Did you know you receive additional trust points from Google for using https rather than HTTP? The reason is that SSL is a secure connection, which is a verification process to setup and proves who you are. Google wants to serve trusted websites to its users, and this helps your chances.

In regards to www vs. non-www, my preference is to keep it short and sweet, dropping the www. This is done in Google’s Webmaster Tools for which this free training course will not go into. An additional tip is when creating anchor text, don’t ever use the www version if anchoring with your branded URL.

For URL registration, my favorite domain register has always been GoDaddy and can be found at https://www.godaddy.com.

Single Niche, Multiple Location Example

Think of this as a computer where the files reside on your website.

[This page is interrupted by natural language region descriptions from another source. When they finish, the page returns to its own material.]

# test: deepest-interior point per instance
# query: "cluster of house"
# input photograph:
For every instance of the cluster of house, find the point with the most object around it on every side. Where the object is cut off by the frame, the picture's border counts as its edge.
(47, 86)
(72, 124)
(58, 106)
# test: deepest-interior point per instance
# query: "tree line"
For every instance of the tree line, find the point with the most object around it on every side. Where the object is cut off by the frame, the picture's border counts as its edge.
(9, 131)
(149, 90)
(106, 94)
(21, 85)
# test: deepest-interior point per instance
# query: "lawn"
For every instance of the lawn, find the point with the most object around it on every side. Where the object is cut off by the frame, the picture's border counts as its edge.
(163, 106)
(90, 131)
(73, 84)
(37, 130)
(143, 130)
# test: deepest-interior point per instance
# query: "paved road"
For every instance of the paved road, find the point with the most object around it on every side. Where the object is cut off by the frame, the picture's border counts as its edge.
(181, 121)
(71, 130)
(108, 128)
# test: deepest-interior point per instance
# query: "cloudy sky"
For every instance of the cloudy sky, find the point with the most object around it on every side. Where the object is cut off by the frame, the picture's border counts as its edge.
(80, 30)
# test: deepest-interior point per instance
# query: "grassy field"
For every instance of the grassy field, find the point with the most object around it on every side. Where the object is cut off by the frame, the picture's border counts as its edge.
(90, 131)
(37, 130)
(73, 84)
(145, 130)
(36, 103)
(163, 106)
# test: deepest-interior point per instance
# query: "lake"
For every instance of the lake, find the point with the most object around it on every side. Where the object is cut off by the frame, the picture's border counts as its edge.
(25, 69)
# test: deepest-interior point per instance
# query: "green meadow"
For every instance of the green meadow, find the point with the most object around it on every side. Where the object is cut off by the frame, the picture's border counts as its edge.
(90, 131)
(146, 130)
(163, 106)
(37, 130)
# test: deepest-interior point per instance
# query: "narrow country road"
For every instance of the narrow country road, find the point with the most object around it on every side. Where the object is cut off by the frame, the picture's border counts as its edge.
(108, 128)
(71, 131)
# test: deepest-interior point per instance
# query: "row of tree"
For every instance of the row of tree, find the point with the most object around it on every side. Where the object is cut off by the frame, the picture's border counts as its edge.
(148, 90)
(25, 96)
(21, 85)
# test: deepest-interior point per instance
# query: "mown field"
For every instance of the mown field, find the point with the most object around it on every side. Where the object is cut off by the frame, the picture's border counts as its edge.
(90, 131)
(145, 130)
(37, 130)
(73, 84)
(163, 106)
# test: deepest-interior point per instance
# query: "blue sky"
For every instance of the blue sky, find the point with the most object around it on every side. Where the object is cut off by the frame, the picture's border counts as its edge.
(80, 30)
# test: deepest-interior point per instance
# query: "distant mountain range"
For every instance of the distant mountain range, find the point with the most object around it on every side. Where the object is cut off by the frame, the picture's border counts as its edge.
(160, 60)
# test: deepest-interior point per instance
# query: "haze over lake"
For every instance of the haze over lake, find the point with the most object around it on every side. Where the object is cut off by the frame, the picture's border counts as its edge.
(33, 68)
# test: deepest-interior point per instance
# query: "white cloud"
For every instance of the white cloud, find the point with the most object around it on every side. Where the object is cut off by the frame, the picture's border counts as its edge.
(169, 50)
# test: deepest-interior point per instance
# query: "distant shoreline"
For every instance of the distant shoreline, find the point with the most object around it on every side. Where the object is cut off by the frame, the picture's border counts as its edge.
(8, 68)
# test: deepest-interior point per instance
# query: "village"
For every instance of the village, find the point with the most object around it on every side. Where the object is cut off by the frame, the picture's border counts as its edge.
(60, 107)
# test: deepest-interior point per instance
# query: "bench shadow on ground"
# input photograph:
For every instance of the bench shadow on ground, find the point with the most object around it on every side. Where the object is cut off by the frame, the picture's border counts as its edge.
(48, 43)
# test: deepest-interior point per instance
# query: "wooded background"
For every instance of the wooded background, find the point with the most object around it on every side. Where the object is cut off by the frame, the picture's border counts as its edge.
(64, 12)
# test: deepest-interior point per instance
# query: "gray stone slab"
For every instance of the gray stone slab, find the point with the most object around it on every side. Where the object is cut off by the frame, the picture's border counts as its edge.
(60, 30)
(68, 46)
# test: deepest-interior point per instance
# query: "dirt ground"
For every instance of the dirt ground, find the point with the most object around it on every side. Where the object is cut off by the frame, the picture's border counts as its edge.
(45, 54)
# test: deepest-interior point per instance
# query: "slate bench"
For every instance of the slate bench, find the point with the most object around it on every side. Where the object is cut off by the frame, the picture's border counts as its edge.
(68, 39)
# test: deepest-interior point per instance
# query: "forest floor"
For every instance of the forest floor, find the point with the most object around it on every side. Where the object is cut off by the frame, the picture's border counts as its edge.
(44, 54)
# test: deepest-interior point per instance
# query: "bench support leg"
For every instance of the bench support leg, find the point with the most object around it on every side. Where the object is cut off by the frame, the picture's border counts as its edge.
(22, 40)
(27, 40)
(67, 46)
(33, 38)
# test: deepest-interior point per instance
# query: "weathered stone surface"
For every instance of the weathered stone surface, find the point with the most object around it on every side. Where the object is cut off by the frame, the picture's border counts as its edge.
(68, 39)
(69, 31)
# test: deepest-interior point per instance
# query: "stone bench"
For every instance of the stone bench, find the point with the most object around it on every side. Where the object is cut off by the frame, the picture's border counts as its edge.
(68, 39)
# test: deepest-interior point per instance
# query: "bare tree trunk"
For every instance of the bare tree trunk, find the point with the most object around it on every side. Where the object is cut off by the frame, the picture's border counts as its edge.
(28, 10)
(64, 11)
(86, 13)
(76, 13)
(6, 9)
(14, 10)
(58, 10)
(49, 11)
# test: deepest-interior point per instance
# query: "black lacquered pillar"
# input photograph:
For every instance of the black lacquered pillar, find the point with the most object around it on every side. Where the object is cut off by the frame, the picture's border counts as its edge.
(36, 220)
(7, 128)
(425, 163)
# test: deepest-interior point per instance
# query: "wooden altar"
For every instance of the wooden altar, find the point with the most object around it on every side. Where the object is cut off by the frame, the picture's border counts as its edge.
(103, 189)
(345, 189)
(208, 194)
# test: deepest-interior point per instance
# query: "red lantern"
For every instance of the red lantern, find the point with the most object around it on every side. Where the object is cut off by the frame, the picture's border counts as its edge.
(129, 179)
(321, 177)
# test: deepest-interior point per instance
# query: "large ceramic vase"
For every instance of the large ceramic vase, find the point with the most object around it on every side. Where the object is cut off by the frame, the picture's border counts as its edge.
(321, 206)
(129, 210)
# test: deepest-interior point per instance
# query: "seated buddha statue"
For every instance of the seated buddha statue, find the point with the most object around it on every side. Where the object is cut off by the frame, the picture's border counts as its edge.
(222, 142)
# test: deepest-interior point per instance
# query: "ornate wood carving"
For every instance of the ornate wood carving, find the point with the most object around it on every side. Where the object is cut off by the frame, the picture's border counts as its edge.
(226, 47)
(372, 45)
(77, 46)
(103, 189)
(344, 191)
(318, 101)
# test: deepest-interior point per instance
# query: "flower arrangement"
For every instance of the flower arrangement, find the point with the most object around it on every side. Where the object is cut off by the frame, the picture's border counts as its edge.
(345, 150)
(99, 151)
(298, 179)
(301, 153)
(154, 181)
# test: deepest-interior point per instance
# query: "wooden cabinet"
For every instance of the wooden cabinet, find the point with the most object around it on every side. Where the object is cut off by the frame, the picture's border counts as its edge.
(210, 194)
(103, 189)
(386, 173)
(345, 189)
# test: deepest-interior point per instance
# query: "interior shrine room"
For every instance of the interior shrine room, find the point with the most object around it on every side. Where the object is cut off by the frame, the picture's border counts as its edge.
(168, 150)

When somebody types in your Domain Name, the host is asked to share your files to which your website is now showing on their computer.

Not all hosting companies are the same. You can find hosting for as little as $3.95/mo all the way into the $10k’s. Some are shared hosting, some are managed to host, and some are private servers. So how do you make one of the most important decisions for your online existence so that you don’t experience server/hosting downtime?

I’ll first recommend WPEngine as my go to favorite for anybody running a WordPress website. Users with just a single site will opt their base plan starting at $29 per month, or bump up to the $99 per month plan if you have 4-10 websites. My top likes about WPEngine is that each domain comes with an SSL, daily backups, and you can tie right into CloudFlare for free which is a CND (content delivery network). I usually upgrade to CloudFlare’s Pro Account for an additional $20 per month for additional caching benefits.

Now if you are a cheapskate or don’t care about your site/business as much as I do, try InMotion Hosting, Bluehost or GoDaddy. I’ll use these for websites without value and use them often for private blog networks. A whole other topic reserved outside of this free marketing course.

Note that we care what Google wants, and a slow site is a note desired. Google will not rank you as well if your site has a slow performance in comparison to your competition. WPEngine in combination with CloudFlare was built for speed, performance, and reliability.